As my only successfully obtained interview in some time, the feedback was exceedingly disappointing: overqualified, again. However, on the plus side, my scientific knowledge is apparently still there “despite” my time away from the lab. All may not be lost and my brain hadn’t completely atrophied and slid out of my ear to form a rather expensive grey gloop on my desk. I just needed to keep seeking out those specialist vacancies. (Although, with so many people applying for jobs at the time, if you’re not the ideal candidate, it really does feel as though you have very little chance, since that psychic, scientifically adept job-hunter will also be applying for it!)
Still Looking
Since writing this I’ve landed a job in science writing outside of the traditional MedComms umbrella. It’s not research but I don’t think anyone’s going to take on a 33 year old for a PhD now — not to mention the pitiful amount of money you get paid as a PhD student. I looked at working for a CRO and was offered a job in fact. I then found out that after 4–5 years of £17–19k I might find myself on £25k. Er… what the what?!

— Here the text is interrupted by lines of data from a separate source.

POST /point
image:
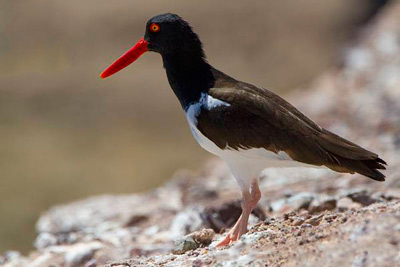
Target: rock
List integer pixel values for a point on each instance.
(203, 237)
(225, 215)
(322, 204)
(186, 221)
(363, 197)
(78, 254)
(45, 240)
(183, 245)
(346, 203)
(315, 220)
(298, 201)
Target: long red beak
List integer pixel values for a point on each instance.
(126, 59)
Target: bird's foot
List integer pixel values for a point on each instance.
(234, 234)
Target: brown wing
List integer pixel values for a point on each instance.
(259, 118)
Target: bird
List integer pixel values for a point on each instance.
(248, 127)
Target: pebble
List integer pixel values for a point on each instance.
(183, 245)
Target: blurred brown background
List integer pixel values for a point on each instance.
(66, 134)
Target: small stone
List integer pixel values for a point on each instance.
(319, 206)
(183, 245)
(362, 197)
(314, 220)
(80, 253)
(344, 203)
(298, 221)
(203, 237)
(45, 240)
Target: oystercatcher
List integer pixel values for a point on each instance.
(249, 127)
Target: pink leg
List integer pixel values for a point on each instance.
(250, 200)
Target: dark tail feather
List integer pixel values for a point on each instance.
(349, 157)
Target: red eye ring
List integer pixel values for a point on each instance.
(154, 27)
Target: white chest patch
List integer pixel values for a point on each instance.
(206, 102)
(245, 164)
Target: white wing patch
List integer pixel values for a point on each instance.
(206, 102)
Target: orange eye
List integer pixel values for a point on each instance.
(154, 27)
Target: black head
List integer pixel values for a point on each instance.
(169, 34)
(188, 72)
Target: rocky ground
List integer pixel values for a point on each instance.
(307, 217)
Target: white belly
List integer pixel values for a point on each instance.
(245, 164)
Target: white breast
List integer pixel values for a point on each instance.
(245, 164)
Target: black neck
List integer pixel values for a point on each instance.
(189, 75)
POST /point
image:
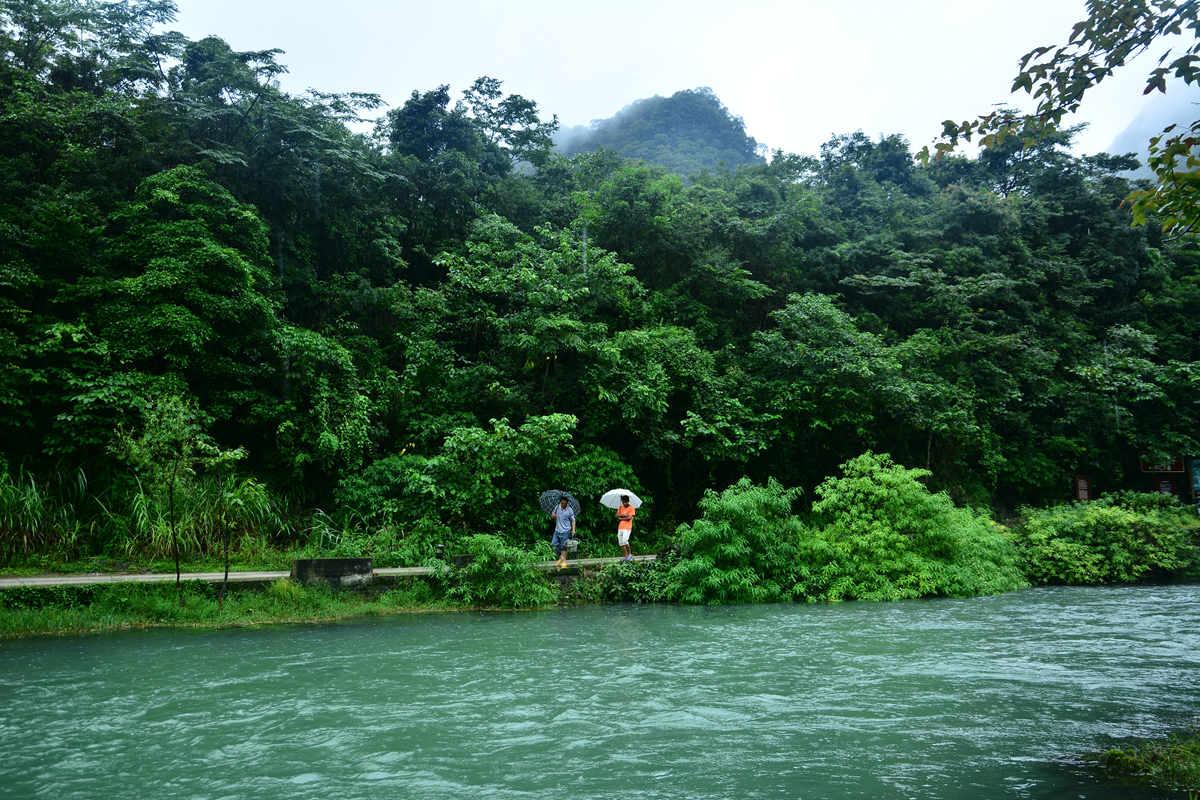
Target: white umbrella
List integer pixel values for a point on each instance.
(612, 499)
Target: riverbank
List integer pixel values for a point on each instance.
(125, 606)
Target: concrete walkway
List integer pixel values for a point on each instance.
(574, 565)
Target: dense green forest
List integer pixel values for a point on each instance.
(221, 301)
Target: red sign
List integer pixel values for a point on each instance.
(1174, 465)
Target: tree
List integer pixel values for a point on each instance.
(511, 121)
(166, 450)
(1114, 32)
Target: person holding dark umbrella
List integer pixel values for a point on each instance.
(564, 529)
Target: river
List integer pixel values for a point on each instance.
(972, 699)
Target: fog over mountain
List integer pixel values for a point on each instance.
(1177, 106)
(688, 132)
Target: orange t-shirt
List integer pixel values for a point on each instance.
(625, 524)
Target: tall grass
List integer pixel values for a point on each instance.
(52, 521)
(41, 516)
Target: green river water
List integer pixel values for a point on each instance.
(991, 697)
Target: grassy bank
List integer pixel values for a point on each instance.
(106, 607)
(1171, 763)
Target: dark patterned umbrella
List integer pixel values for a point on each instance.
(549, 500)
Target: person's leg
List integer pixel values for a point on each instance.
(623, 540)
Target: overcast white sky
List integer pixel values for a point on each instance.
(796, 71)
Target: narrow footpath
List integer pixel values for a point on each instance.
(574, 565)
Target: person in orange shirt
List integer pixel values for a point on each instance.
(625, 525)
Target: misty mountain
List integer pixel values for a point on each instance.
(688, 132)
(1177, 106)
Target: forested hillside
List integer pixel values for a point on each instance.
(688, 132)
(411, 335)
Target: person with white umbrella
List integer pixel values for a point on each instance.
(625, 504)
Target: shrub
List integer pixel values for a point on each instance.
(880, 534)
(640, 582)
(741, 551)
(1116, 539)
(499, 575)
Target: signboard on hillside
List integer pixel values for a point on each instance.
(1174, 465)
(1083, 488)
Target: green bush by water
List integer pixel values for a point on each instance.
(743, 549)
(499, 576)
(1116, 539)
(880, 534)
(1173, 763)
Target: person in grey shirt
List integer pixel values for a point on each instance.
(564, 529)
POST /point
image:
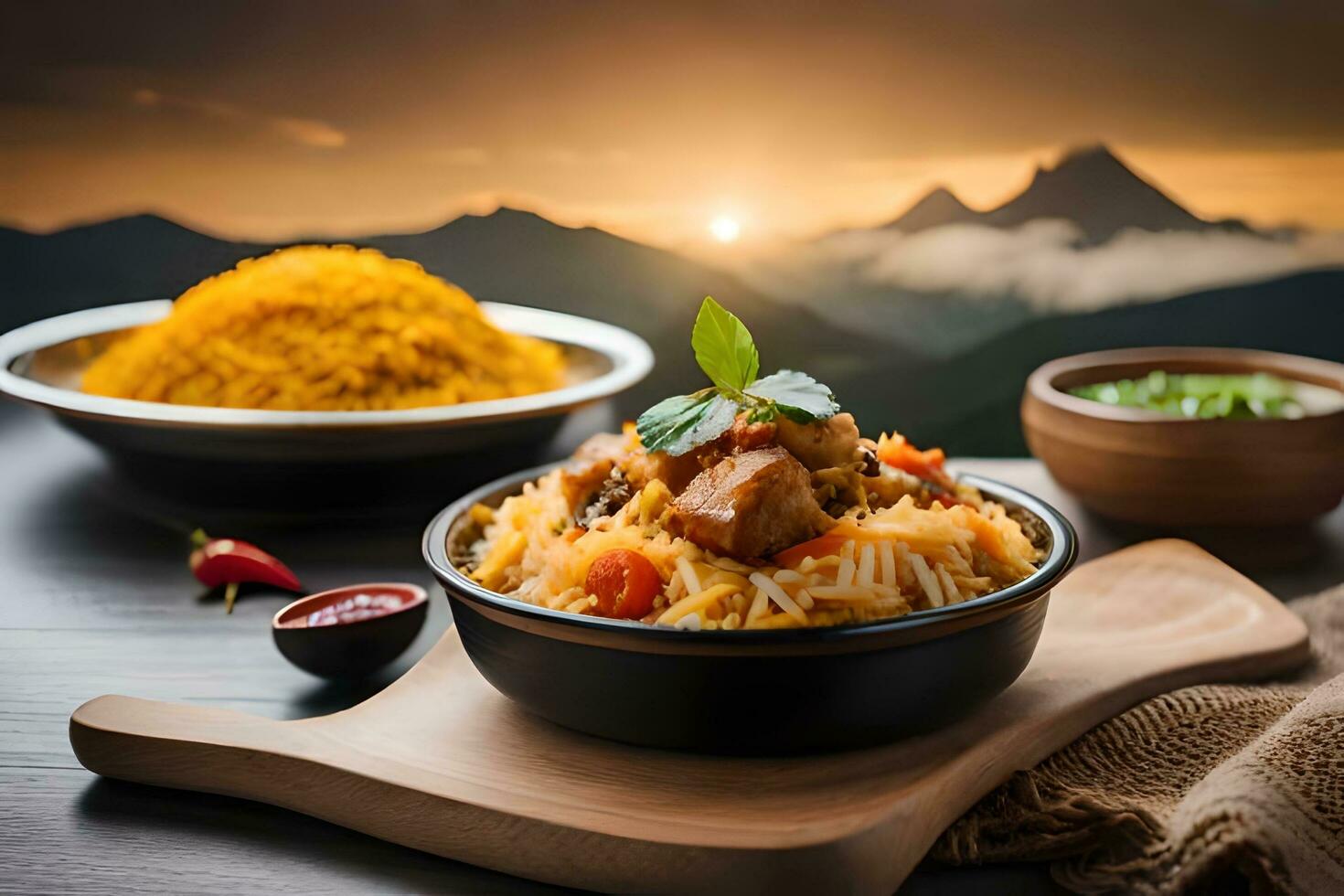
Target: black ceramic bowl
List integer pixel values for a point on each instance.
(752, 692)
(349, 649)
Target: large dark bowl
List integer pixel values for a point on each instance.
(752, 692)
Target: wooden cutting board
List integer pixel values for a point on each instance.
(441, 762)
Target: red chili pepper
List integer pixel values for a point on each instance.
(229, 561)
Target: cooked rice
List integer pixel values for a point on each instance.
(325, 328)
(892, 560)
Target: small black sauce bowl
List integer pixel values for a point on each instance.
(351, 649)
(749, 692)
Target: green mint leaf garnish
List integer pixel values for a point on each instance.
(795, 395)
(682, 422)
(726, 354)
(723, 347)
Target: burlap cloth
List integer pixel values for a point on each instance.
(1189, 792)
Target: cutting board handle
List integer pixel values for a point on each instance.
(171, 744)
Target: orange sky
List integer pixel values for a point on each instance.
(276, 120)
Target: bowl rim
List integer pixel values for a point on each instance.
(417, 594)
(1062, 555)
(631, 359)
(1040, 383)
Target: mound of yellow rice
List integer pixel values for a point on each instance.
(325, 328)
(883, 563)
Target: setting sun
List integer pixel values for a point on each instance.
(725, 229)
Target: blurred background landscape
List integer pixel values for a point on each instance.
(914, 203)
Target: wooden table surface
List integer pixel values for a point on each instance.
(97, 600)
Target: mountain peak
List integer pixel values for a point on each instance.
(1094, 188)
(940, 206)
(1087, 155)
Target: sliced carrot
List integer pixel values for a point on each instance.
(988, 538)
(820, 547)
(926, 465)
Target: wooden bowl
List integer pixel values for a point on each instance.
(750, 692)
(349, 649)
(1146, 466)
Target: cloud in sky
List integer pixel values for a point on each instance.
(1043, 262)
(305, 132)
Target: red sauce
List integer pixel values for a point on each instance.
(354, 609)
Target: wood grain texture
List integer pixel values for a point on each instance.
(99, 601)
(443, 763)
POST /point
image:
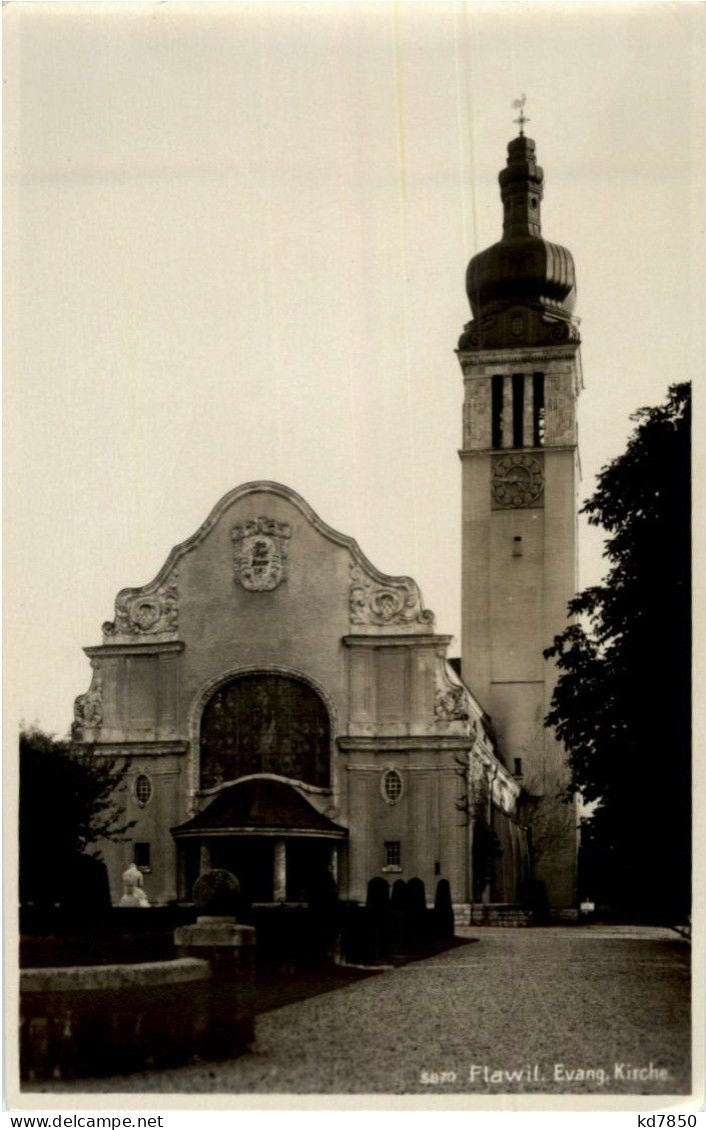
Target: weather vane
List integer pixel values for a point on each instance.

The probelm is that academia is closed to you unless you’ve completed a PhD. Despite any amount of experience you may have acquired (and I’ve acquired a lot), you cannot progress without the ‘doc’. RA and tech positions are essentially dead end posts and you’re unlikely to ever move towards devising and running your own research plans. The Holy Grail would be those rare RA positions that allow you to grab a PhD at the end of x-number of years (and by ‘grab’ I mean work your arse for in between your regular duties!). I cannot afford to live on a PhD studenthsip at this stage of my life either, even if I did manage to concinve someone to take me on — I’m a proper grown up now with a house and a family and responsibilities like getting life insurance, keeping the car filled up with petrol and taming the garden (eek!). Unless of course the Wellcome Trust open the Re-entry fellowships up to almost-post-docs! Hint hint guys…
Convincing people looking for an RA that after two years away from the lab I am indeed still lab-competent is a real challenge. However, this somewhat convoluted and wholly harrowing experience has confirmed that nothing other than research will ever provide the equivalent level of job satisfaction; pose the same intellectual and creative challenges; offer the same learning and collaborative opportunities; or allow me to set up customised microscopes to fire lasers at embryos in order to probe their inner workings!
My goal is to stay on the lookout for lab-based jobs while using writing to keeo the bills payed! So, you got anything for me?